As we all know, there's a fine line between lifting someone's work word-for-word and sampling it or mixing it. The music industry has been struggling with this for years. The folks in book publishing circles, on the other hand, have always been quite partial to bibliographies, footnotes, endnotes, sources, acknowledgements—basically, as you would know if you have ever written a school essay, attribution has always been a vital part of the writing thang. But that was before the Youth came blazing in, in all their thoughtless and narcissistic glory.
German teenager Helene Hegemann is obviously some kind of wunderkind—she's already written a play and a film, and
has just released this, her debut novel, at seventeen. It's called
Axolotl Roadkill, and can I take a moment to confide that, in the whole of the entertainment blogger's lexicon, the only harder word to spell than axolotl is Gyllenhaal. So, between trying to get you all interested in 'intellectual property' and trying to spell 'axolotl', the entertainment blogger has to wonder why she is even choosing to write about this story. Here's a picture of a Gyllenhaal while I try to gather my thoughts on the matter.
The facts are these: a teenager in Berlin wrote a book about a teenager in Berlin and it shot instantly to number five on the Bestseller List of German magazine
Spiegel.
Then, a blogger pointed out that the teenager had lifted some material from another book, which was written by another blogger, called
Airen.
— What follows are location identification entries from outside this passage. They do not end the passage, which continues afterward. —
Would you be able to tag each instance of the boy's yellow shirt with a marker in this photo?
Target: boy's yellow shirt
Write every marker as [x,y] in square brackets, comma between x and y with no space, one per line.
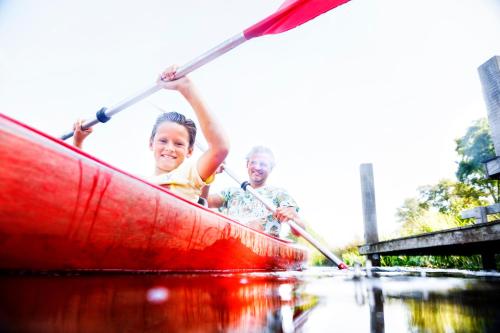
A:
[185,181]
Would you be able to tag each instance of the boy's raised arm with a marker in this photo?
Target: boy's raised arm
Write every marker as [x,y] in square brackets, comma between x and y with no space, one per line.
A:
[218,143]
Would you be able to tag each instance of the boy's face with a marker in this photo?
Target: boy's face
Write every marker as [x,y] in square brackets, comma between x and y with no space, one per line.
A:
[170,146]
[259,167]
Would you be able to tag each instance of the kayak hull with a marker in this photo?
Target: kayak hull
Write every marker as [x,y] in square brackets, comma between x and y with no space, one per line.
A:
[62,209]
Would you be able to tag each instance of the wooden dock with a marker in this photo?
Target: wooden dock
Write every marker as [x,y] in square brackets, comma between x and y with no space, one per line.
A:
[481,238]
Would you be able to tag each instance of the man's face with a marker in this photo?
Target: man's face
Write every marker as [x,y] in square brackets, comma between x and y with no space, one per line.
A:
[259,167]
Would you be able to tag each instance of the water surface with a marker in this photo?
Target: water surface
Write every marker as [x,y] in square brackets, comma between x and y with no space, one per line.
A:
[315,300]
The
New York Times reports that, among other things, a whole page was lifted with few changes.
And
then the book got shortlisted for the $20,000 Leipzig Book Award, so now everyone is talking about whether cutting and copying has become such a way of life for all of us kids that 'the right to copy and transform' should sort of just be cool.
Hegemann, who has also been
accused of plagiarising a short story, has aplogised for not referencing the parts that were lifted from the other writer's work. 'I think there are good ethical grounds for giving sources for a
book,' she
says. 'And the fact that I neglected to do so reflects my
thoughtlessness and my narcissism.' Which is quite a brilliant defence, because a big reason why the book is a hit is because it traces the thoughtlessness and narcissism of youth.
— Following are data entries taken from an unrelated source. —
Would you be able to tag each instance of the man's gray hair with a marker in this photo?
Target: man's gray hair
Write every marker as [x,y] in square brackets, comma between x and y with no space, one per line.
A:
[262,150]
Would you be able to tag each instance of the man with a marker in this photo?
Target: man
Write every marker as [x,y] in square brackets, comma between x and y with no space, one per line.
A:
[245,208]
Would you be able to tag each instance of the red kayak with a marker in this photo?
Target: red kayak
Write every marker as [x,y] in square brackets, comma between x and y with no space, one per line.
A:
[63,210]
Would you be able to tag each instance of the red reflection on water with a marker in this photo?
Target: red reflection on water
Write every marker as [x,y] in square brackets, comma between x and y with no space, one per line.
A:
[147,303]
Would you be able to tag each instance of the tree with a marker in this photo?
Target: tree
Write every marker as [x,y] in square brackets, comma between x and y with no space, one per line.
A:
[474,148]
It seems like this attitude is helping on the awards circuit too, with one of the judges of the Leipzig Book Award
saying that the copied sections are 'part of the concept of the book'.
See! Older generations love our wild, youthful, plagiaristic ways!
The publisher is releasing a second edition of the book with credit given to the original blogger/author of the lifted sections, Airen. And of course, using uncited sources is not new—
Axolotl
Roadkill has been compared to modernist classics such as
Naked Lunch by William S.
Burroughs and
Manhattan Transfer by John Dos Passos. Referencing is a huge part of our culture, but the importance or necessity of crediting sources, particularly from things that have originated on the internet, seems to remain murky for a lot of people.
Perhaps the final word should come from Hegemann herself: 'There’s no such thing as originality anyway, just authenticity,' she says. Three cheers for authentic unoriginality then.